Giter VIP home page Giter VIP logo

ecoinvent_interface's Introduction

ecoinvent_interface

PyPI Status Python Version

This is an unofficial and unsupported Python library to get ecoinvent data.

Quickstart

from ecoinvent_interface import Settings, EcoinventRelease, ReleaseType
my_settings = Settings(username="John.Doe", password="example")
release = EcoinventRelease(my_settings)
release.list_versions()
>>> ['3.9.1', '3.9', '3.8', '3.7.1', ...]
release.list_system_models('3.7.1')
>>> ['cutoff', 'consequential', 'apos']
release.get_release(version='3.7.1', system_model='apos', release_type=ReleaseType.ecospold)
>>> PosixPath('/Users/JohnDoe/Library/Application Support/'
              'EcoinventRelease/cache/ecoinvent 3.7.1_apos_ecoSpold02')

The ecospold files are downloaded and extracted automatically.

Usage

Authentication via Settings object

Authentication is done via the Settings object. Accessing ecoinvent requires supplying a username and password.

Note that you must accept the ecoinvent license and personal identifying information agreement on the website before using your user account via this library.

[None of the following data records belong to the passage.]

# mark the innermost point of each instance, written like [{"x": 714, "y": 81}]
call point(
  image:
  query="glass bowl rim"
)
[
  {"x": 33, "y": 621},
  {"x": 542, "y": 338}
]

You can provide credentials in three ways:

  • Manually, via arguments to the Settings object instantiation:
from ecoinvent_interface import Settings
my_settings = Settings(username="bob", password="example")
  • Via the EI_PASSWORD and EI_USERNAME environment variables
export EI_USERNAME=bob
export EI_PASSWORD=example

If your environment variable values have special characters, using single quotes should work, e.g. export EI_PASSWORD='compl\!cat$d'.

Followed by:

from ecoinvent_interface import Settings
# Environment variables read automatically
my_settings = Settings()
from ecoinvent_interface import Settings, permanent_setting
permanent_setting("username", "bob")
permanent_setting("password", "example")
# Secrets files read automatically
my_settings = Settings()

Secrets files are stored in ecoinvent_interface.storage.secrets_dir.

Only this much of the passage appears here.